We had a doctor's appointment yesterday, and everything is well. The doctor still wants us to go see a genetics doctor, even though, by her own admission, there really is no need. "Just to be safe," seems to be the motto of the hospital.
Sometimes as a parent, it sounds more like, "Just to see if we can find more things to say are wrong with your baby," or "Just to cover our butts."
It is frustrating, but I understand the need. And besides, our insurance is covering the bill, so I really don't have a reason to complain. I think, deep down, I just want to be done with doctors. I almost have this fear that if they keep poking and prodding on her, they'll find something seriously wrong with my baby girl that I am convinced is as close to perfect as a child can be.
Like I said, frustrating.
Speaking of frustration, Evelyn has decided that she likes to play this game which I have named, "Let's keep mom and dad up as late as possible and see if they can figure out what's making me cry." Or, more to the point, "Baby Crazies."
We have been up and out of our beds for most of the past couple of nights, feeding at all hours and sometimes she just wants to be held, so I'll walk laps around the bedroom trying to get her to go to sleep or Jen will feed her as much as she can eat. Just when I am convinced she's about to pass out (or maybe I am?), I look down and see those big bright eyes looking at me with the utmost curiosity.
I can't help but be impressed at her stubbornness. It rivals, in all of God's green earth, only my own.

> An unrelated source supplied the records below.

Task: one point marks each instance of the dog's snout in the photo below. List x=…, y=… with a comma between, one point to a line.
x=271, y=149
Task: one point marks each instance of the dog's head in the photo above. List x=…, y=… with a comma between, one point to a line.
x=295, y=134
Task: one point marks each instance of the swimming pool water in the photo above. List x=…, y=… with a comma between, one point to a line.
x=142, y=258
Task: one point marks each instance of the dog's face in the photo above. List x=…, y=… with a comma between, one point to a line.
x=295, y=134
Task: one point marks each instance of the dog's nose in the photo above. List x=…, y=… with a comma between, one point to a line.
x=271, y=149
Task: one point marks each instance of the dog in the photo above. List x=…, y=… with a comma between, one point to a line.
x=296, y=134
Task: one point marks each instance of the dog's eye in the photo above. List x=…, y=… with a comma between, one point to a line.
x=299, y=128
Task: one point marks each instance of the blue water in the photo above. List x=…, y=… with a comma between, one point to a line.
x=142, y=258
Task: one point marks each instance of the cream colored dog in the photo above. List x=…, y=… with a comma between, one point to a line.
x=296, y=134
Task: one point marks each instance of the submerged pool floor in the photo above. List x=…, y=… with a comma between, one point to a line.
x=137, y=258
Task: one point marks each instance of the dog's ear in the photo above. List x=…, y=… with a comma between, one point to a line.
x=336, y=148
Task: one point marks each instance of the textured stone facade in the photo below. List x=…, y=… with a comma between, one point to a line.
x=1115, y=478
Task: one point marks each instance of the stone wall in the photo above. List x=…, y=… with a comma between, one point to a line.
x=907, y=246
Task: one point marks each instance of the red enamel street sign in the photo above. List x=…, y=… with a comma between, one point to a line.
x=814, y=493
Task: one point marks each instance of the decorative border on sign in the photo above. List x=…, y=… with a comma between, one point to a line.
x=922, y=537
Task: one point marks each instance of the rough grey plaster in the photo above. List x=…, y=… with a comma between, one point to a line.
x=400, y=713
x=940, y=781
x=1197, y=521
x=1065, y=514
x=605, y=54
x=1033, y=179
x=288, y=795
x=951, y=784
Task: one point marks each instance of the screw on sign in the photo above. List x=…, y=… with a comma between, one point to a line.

Nevertheless, I know that the lack of sleep and frustration is starting to wear on us already. That's when I realized why they called it "Baby Blues" and not "Baby Crazies," or "This Kid is Really Messing With My Universe." Baby Blues is a much more marketable name. If you told people, "Hey, have a kid and you'll only have to deal with the blues for a while." People will have babies and act as though they just got their favorite toy for Christmas.
Oh, but the bait and switch...
What they should say is, "Hey, have a baby and you'll want to bang your head against a wall until you pass out and can no longer hear them cry" or "Having a baby is really going to mess up your universe." But nobody ever says that and each year more and more of us are duped into having a baby. Wouldn't trade her for all the gold bars in Fort Knox, but still...
That has been our little discovery. That's why they're called "Baby Blues."
With all of that said, last night amidst all the frustration, it hit me.
I looked at Jennifer and said, "You know, I'd rather she was awake in our bedroom at 4 am and eating here, than having an I.V. stuck in her arm back in the hospital." Jennifer agreed, and it was like a bright light came on inside our heads at the same time. We're also not going to have her at this size forever.
I think we hugged her a little tighter, and held her a little longer before we put her back in the bassinet for the night.